8.

 昨日と同じように神田さんを部屋に入れた。

 ベッドにもたれかかり、私の隣に座るセーラー服の少女。昨日の焼き直しのような光景が広がっている。


「ねえ、れいさん。何も聞かないの?」

「何もって?」

「私のこと。二日連続で家に転がり込んで、私の家の事情とか気にならないわけ?」

「……別に」


 気にならないと言えば噓になる。でもわざわざ聞き出すほどじゃないとも思っている。神田さんの様子から見るに言いにくいということは無さそうだが、赤の他人の私がずかずかと踏み込むべきじゃない。


「ふぅん。やっぱり全然人に興味ないんだね」

「やっぱりって……」

「だって高校生の女の子が家に入れず外で座り込んでたらどうしたの?って聞くか無視するかでしょ、普通は。羚さん無視もしないし、私の事情も全然聞いてこないじゃん」

「いや、だって……聞いてほしいの?」

「きっ……き、いてほしいわけじゃないし」


 ぷいっと顔を反らしてしまった。聞いてほしいのか、ほしくないのかよく分からない。

 どんな事情があって私の家に上がり込んでるのか知らないけど昨日の私はそれを良しとした。うるさくないし、手がかかるわけでもなし。部屋に入れて何も不都合が無いなら良いかな、と。


「怪我は……増えてないね」

「んん、くすぐったい」


 くいっとこちらを向かせ、ぺたぺたと神田さんの頬に触れる。昨日は痛々しかった唇も、充血していた目も幾分いくぶんかマシになっている。


「神田さんは」

「ねえ、彩織いおりって呼んでよ」


 私の言葉を遮って神田さんは促す。

 

「……いおり」

「はぁい」


 何がそんなに嬉しいのかにっこり笑って返事をする。


「やっと名前で呼んでくれた。昨日ちゃんと下の名前も名乗ったのに羚さん呼ばないんだもん。ずっと私だけ下の名前で呼んでるなんて不公平だし」

「そうなの?」

「そうなの!」


 勢いよく言い切って彩織は私との距離を詰める。さっきまではこぶし二つ分隙間があったのに、今はぴったりとくっついている。少し窮屈きゅうくつだ。


「……近くない?」

「そう? 普通だよ」


 肌が触れ合うくらいぴったりくっついて座るのは普通なんだろうか。私にとっては心拍数が上がるくらい緊張する距離感だ。

 もしかしたら最近の高校生はこれくらいパーソナルスペースが狭いのかもしれない。そうと思うと強くは言えない。


「……そうだ、夜ご飯。もう食べた?」

「まだだけど。お母さんが仕事行ったら家でなんか食べるし、私のことは気にしなくて良いよ?」

「今日カレーだから。一人も二人も変わらないし、食べてく?」

「羚さんが良いなら……」


 近くなりすぎた彩織から逃げるように話題を逸らす。

 この部屋に来て初めて控えめな彩織を見た。別にご飯くらい気にしないのにな。

 ぴったりとくっつく彩織に一声かけて立ち上がる。元々カレーを作るつもりで材料は揃えてある。あとは切って煮込むだけだ。

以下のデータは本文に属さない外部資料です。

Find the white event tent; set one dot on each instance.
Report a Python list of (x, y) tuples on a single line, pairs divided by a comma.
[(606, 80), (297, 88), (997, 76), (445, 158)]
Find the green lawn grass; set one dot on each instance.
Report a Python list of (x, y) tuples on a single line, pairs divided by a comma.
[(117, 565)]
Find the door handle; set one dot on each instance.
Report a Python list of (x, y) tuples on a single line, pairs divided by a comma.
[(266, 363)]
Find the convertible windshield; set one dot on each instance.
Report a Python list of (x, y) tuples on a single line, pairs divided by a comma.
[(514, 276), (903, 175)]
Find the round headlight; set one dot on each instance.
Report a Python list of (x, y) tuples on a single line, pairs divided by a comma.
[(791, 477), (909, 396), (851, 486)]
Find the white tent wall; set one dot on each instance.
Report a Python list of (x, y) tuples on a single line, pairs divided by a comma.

 部屋に彩織を残してキッチンに向かう。冷蔵庫を開け野菜室からニンジンを取り出す。玉ねぎとじゃがいもは床下収納から取り出した。

 トントンと小気味良く包丁の音が鳴る。手早く切ってボールに入れ、次に冷蔵庫から鶏肉を取り出した。これも一口サイズに切り分ける。

 大きめのフライパンを出し、オリーブオイルを引いた。

 鶏肉を炒め、火が取ったら残りの野菜も一緒に炒める。だいたい火が通ったら水を加え煮詰めていく。途中で灰汁あくを取るのも忘れずに。あとは良いタイミングでルーを入れるだけ。

 きりが良いところまで終えて、冷蔵庫に入っているペットボトルのミネラルウォーターで喉を潤す。

 そういえば彩織に飲み物を出していなかった。ふと気づいてもう一度冷蔵庫を覗いたが私が今飲んでいるものと同じものしかない。

 高校生って水とか飲むのかな。今度はジュースかお茶を用意しておこう。

 両手に同じペットボトルを抱えて彩織が待つ部屋に戻る。


「彩織、飲み物……」

「……」


 言いかけて口を閉じる。彩織は私のベッドに背を預け寝息を立てていた。

 起こしちゃいけないから出来るだけ静かに近づく。彩織の顔にかかった髪を指でかき分けるとあどけない寝顔が。やっぱり彩織も子供なんだと今さらながらに実感した。

 目の下にクマがあったからあまり眠れていないのだろうとは思っていた。私の家で寝られるのなら少しでも寝たほうが良い。

 起こさないようにそっとブランケットをかけ、キッチンに戻った。